A doença aflige macacos e aves desde a Criação, ou perto disso. Os conhecimentos atuais localizam-na no nosso planeta milhões de anos antes da existência do homem.  Embora a sua prevalência tenha estado geralmente associada a regiões de clima tropical, subtropical e temperado, propagou-se mesmo para norte do Círculo Polar Ártico.  Países tão distanciados como a Rússia, a Índia e os Estados Unidos da América, foram atacados pelo mal.  

O paludismo constituiu um flagelo na Grécia Antiga. O estabelecimento da agricultura na Grécia, cerca de 7.000 anos antes de Cristo, facilitou a difusão da doença, posteriormente exportada para a bacia mediterrânica.  Terá ceifado as vidas de Homero e de Hipócrates. Foi o médico de Cós (c. 460 - c. 370 a.C.) quem primeiro descreveu claramente a enfermidade e a relacionou com os miasmas gerados nos pântanos.



Séculos mais tarde, a malária debilitou os exércitos romanos e terá contribuído para o declínio do seu império.

A malária é associada há muito à permanência em regiões pantanosas. A sua associação com charcos e terrenos alagados levou diversos chefes militares a desviar o percurso das suas tropas em campanha.

Foi atribuída aos “miasmas”, vapores malignos ou partículas invisíveis transmitidas pelo ar danoso resultante da putrefação da matéria vegetal presente no solo das zonas pantanosas.

A associação entre as febres e os mosquitos, abundantes nos locais pantanosos, foi sugerida de tempos a tempos, sem nunca ter chegado a ter grande aceitação entre a comunidade médica. No século XVII, o médico italiano Giovanni Maria Lancisi apontou o dedo aos mosquitos como possíveis responsáveis das febres palustres.  

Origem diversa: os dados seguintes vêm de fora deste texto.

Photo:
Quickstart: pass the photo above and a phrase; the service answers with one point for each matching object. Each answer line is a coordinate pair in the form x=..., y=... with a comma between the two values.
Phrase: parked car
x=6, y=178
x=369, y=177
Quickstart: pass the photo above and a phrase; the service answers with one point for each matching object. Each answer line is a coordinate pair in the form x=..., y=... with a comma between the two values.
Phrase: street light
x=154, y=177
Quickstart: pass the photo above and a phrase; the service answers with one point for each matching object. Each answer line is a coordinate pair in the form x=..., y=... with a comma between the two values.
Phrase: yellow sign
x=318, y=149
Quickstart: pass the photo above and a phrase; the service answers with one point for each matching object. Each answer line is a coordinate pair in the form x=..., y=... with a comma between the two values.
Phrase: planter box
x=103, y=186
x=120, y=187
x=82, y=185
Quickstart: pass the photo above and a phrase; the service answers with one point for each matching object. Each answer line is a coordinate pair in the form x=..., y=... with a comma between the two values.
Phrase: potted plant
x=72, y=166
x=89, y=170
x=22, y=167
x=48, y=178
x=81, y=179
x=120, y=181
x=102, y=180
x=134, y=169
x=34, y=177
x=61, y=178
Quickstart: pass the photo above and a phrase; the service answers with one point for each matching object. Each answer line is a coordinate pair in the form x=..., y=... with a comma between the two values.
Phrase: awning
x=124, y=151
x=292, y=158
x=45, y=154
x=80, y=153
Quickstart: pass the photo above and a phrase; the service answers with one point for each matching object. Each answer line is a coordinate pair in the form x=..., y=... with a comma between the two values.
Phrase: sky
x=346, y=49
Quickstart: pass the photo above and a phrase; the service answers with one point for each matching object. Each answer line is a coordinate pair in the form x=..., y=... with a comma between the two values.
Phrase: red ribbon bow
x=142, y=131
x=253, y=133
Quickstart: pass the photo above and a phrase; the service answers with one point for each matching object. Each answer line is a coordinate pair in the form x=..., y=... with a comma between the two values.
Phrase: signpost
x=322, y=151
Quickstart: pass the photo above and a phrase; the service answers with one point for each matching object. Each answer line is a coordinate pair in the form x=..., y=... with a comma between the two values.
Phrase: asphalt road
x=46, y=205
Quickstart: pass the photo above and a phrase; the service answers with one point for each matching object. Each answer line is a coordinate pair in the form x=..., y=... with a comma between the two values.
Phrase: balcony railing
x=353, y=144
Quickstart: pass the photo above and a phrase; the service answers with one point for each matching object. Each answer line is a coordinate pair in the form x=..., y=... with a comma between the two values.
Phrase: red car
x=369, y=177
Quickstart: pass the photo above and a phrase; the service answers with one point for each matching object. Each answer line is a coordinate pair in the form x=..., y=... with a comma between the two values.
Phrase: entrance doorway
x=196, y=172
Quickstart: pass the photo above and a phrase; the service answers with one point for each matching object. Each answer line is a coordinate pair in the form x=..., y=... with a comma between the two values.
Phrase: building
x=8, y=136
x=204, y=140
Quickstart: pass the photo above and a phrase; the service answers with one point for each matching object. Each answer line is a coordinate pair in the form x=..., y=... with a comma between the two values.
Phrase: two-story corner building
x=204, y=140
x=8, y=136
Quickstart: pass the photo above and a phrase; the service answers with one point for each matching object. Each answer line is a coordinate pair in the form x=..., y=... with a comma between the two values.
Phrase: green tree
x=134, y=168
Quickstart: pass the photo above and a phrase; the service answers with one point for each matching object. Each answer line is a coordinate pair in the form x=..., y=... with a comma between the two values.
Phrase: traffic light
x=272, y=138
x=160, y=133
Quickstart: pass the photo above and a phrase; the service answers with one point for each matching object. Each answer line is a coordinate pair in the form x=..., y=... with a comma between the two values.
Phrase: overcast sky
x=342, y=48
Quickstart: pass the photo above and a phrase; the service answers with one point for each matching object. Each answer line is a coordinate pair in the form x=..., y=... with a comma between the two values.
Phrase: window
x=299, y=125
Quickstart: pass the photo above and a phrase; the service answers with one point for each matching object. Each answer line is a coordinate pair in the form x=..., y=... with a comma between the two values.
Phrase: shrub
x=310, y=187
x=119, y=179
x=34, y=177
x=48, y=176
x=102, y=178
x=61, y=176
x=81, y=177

A prevalência do paludismo nas regiões tropicais foi um dos grandes obstáculos com que a colonização europeia se defrontou. No caso angolano, a cidade de Benguela, que detinha um prestígio antigo por ter o nome ligado ao reino independente do mesmo nome, foi transferida pelos portugueses, em 1617, das vizinhanças de Porto Amboim para a Baía das Vacas onde se situa atualmente. A deslocação para sul foi superior a 270 quilómetros. A razão da mudança assentou na insalubridade do local onde seriam muitas as mortes dos colonos portugueses. Pouco se ganhou com a mudança. A nova Benguela foi construída noutra região pantanosa e continuou a ser conhecida como “cemitério de brancos”. No ano de 1850 o número de habitantes europeus da povoação mal chegava a meia centena.

Para além do seu impacto socioeconómico e do imenso problema de saúde pública que representava, a malária despertava a curiosidade dos médicos, os quais tiveram, durante milhares de anos, dificuldade em entendê-la. Ao processo enigmático de transmissão, aliava-se a sua possível ligação com a febre biliosa e a febre perniciosa.

O microscópio fora inventado no final do século XVI e desenvolvido nas décadas seguintes. No entanto, a transmissão da malaria através de mosquitos infetados com plasmódios teria de esperar pelo início do século XX para ser conhecida.

Foram os escravos africanos que levaram o paludismo para a América. Constituindo novidade para os sistemas imunitários dos habitantes locais, propagou-se rapidamente, atingindo em alguns locais proporções alarmantes.